Trains, cars, trucks, even your home and business.
Hyundai held its Hydrogen Wave global online forum on Monday. It went deep into its support of hydrogen as a society-wide fuel and energy storage solution in its Hydrogen Vision 2040, and showed off a few concepts that could change the transportation industry in a big way.
"Hyundai Motor Group couldn't take a backseat on such an important agenda," said Hyundai chairman Euisun Chung. "We want to use it everywhere, for everything."
We mostly think of Hyundai as a car company, but it has tons of business in the transportation and industrial markets too. And we know that part of the sector is just as dirty as the consumer auto market. Hyundai says it will electrify all of its new commercial vehicles by 2028, continuing the work of its XCIENT Fuel Cell semitruck unveiled in 2020 and currently roaming the streets of Switzerland.
Though there are still some issues with hydrogen, it's expected to account for 18 percent of global energy demand by 2050, with a market size in the trillions, according to the Hydrogen Council. It could also cut six billion tons of CO2 out of the atmosphere. Hyundai says hydrogen fuel cells will be comparable to EVs by 2030, which are expected to catch up to ICE vehicles by 2025.

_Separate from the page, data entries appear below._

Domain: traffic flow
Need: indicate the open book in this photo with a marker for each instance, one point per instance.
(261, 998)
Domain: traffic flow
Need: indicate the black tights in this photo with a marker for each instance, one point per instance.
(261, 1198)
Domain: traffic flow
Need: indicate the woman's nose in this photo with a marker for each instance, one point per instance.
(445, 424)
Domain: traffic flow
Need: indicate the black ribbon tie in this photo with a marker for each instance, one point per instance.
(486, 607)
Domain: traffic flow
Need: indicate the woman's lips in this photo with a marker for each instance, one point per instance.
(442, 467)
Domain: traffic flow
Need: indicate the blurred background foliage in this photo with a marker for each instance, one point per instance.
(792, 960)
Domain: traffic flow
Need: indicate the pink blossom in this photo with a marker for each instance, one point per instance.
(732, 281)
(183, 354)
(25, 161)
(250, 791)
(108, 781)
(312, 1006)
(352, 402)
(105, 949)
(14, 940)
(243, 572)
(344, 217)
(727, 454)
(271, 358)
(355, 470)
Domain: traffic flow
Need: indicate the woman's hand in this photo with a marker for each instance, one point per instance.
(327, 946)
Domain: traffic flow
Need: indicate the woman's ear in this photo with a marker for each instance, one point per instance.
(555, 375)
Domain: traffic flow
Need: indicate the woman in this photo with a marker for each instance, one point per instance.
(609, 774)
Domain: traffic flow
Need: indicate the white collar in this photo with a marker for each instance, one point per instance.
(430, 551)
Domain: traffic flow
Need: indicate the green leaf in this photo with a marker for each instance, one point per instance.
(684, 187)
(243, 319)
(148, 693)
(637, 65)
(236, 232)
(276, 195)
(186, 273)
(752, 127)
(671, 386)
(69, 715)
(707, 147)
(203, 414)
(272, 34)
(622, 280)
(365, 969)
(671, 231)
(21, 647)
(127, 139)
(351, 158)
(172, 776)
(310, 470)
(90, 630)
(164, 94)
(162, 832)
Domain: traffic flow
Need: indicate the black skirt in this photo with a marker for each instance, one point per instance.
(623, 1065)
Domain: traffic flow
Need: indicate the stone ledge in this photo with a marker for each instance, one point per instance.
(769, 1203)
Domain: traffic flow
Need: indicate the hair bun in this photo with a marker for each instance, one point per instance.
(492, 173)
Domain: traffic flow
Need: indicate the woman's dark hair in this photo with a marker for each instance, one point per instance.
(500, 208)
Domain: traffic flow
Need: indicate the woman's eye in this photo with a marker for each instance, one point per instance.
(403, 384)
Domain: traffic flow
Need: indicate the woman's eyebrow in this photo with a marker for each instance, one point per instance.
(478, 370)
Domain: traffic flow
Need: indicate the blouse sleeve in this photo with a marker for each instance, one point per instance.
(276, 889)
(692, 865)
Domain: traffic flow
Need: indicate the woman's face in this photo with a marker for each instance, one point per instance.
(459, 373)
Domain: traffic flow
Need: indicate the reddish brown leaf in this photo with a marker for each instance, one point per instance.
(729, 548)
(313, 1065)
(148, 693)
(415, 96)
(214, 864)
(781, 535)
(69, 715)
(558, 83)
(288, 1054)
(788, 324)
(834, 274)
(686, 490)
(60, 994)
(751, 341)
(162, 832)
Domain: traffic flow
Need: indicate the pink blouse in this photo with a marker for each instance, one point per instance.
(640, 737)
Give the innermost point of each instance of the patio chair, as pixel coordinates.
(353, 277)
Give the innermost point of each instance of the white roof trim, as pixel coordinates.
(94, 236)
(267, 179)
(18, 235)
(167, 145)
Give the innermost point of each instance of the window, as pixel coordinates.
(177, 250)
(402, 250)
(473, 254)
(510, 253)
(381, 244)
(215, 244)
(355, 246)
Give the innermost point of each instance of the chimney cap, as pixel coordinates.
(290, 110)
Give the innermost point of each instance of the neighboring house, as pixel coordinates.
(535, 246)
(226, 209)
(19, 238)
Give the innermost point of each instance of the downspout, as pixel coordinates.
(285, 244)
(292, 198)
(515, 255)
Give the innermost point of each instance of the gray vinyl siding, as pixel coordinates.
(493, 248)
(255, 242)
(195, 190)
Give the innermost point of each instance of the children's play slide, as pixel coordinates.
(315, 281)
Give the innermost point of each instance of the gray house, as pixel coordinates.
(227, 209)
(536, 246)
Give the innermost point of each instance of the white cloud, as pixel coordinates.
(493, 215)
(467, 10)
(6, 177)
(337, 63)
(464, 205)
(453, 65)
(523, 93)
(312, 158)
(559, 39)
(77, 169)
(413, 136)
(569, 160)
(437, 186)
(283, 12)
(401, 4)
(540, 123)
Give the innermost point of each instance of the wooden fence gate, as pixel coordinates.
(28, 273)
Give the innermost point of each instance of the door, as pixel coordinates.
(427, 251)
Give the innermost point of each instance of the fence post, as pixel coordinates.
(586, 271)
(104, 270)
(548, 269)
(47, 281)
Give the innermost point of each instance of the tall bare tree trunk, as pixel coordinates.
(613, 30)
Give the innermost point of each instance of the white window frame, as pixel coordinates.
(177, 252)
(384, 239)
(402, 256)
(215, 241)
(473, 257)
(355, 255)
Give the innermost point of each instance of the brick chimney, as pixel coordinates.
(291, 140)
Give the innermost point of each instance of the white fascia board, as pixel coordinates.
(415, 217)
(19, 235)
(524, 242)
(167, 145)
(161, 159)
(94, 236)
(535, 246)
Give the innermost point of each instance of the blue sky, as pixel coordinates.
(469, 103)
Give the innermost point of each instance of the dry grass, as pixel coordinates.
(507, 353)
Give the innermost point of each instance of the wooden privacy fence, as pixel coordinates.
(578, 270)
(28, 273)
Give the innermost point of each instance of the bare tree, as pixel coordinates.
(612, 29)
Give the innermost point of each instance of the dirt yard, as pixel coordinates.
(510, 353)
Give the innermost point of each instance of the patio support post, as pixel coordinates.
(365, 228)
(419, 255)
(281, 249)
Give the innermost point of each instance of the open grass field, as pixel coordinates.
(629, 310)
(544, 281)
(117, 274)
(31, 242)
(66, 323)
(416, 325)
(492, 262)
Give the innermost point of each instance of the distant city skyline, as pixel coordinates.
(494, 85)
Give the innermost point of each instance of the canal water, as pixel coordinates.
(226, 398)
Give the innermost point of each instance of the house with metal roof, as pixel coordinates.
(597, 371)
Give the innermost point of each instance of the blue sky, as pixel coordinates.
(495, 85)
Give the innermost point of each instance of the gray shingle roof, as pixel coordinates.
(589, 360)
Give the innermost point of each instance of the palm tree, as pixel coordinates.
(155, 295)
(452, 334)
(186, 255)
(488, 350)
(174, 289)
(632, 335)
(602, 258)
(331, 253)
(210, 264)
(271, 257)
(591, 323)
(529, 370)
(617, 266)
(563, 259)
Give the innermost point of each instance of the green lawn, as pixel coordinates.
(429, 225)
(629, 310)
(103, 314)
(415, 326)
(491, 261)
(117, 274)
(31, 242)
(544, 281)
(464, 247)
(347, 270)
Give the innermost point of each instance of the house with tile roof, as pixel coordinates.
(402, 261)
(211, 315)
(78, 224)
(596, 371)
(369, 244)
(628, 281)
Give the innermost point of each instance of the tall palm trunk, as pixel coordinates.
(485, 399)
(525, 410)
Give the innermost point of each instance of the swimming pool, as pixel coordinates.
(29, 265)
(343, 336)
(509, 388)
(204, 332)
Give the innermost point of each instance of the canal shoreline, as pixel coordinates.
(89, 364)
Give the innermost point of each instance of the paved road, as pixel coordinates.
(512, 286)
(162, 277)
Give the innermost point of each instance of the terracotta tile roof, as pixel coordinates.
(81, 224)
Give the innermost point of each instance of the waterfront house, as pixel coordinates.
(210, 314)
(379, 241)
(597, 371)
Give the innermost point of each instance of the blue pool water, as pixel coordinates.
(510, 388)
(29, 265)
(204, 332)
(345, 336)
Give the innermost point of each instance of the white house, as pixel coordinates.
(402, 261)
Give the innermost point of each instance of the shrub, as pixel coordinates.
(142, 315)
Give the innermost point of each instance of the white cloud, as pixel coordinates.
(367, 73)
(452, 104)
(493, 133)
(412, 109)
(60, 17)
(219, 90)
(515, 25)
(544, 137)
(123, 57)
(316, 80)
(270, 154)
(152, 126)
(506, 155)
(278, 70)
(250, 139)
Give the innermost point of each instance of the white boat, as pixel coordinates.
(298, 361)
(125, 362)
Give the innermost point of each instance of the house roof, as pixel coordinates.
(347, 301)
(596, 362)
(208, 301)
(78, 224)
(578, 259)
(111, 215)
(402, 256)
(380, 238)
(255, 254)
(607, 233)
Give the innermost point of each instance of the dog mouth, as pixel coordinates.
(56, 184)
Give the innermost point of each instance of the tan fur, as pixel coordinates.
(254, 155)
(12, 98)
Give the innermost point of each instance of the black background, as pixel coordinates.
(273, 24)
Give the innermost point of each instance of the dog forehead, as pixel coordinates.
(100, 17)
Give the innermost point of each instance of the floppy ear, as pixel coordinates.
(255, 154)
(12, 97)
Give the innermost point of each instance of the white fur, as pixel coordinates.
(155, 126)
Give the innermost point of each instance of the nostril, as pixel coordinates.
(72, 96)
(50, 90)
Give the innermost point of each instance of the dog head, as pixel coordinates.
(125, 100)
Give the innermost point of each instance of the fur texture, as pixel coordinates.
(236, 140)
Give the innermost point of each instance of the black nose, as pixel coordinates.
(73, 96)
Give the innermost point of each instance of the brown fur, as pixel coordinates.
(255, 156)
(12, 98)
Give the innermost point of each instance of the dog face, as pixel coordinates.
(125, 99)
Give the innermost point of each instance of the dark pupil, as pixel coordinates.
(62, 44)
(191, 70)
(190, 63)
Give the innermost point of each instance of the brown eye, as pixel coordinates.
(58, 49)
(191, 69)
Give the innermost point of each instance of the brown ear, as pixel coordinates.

To take advantage of the fuel, Hyundai created the Trailer Drone concept. The Trailer Drone is like the cargo box on a semitruck, but its walls and floor are filled with hydrogen tanks. It keeps the same load floor as a standard box, but is modular in length.
Those Trailer Drones work together with e-Bogie, which is a two-axle, four-wheel steering, autonomous fuel-cell transporter that rolls underneath the Trailer Drones, picks them up and transports them, using the hydrogen stored in the trailer. The term bogie comes from the wheeled rail cars that transport cargo boxes by train.
With an e-Bogie under each end of the Trailer Drone, it can move sideways and on an angle to maneuver in tight quarters. Video showed a large-sized trailer effortlessly sliding around a roundabout. That same e-Bogie platform can also be used for construction, search and rescue, firefighting and several other industries where maneuverability and capability are key.
The transportation industry is obviously important, but selfishly, we were most interested in the Vision FK hydrogen fuel cell race car concept. Hyundai says the concept would have a maximum output of more than 670 hp and a 0-62 mph time of less than 4 seconds. Hyundai's head of R&D Albert Biermann talked about how motorsports will continue to push street car technology forward with hydrogen as it did with gasoline and electrification.
As for the rest of the conference, Hyundai mentioned it's working on the next generation of the Nexo fuel cell SUV, which has a 30% smaller fuel cell delivering the same amount of power. It's also working on a fuel cell Staria minivan, which sounds cool. And as the technology is racing ahead, prices are dropping. The cost of fuel cells dropped 50% from 2003 to 2006, and have dropped a whopping 98% in 20 years. It also wants to use hydrogen to store excess energy from the grid, to be used when needed most.
Several times Hyundai mentioned that it was exploring all avenues for carbon neutrality, and that its work with hydrogen doesn't mean it's abandoning development of new EVs. And that's good because the Ioniq 5 is in our top five "vehicles we need to drive ASAP" list, and we're excited for where the brand goes next. If this summer's extreme climate becomes normal, we're going to need all the clean energy we can get.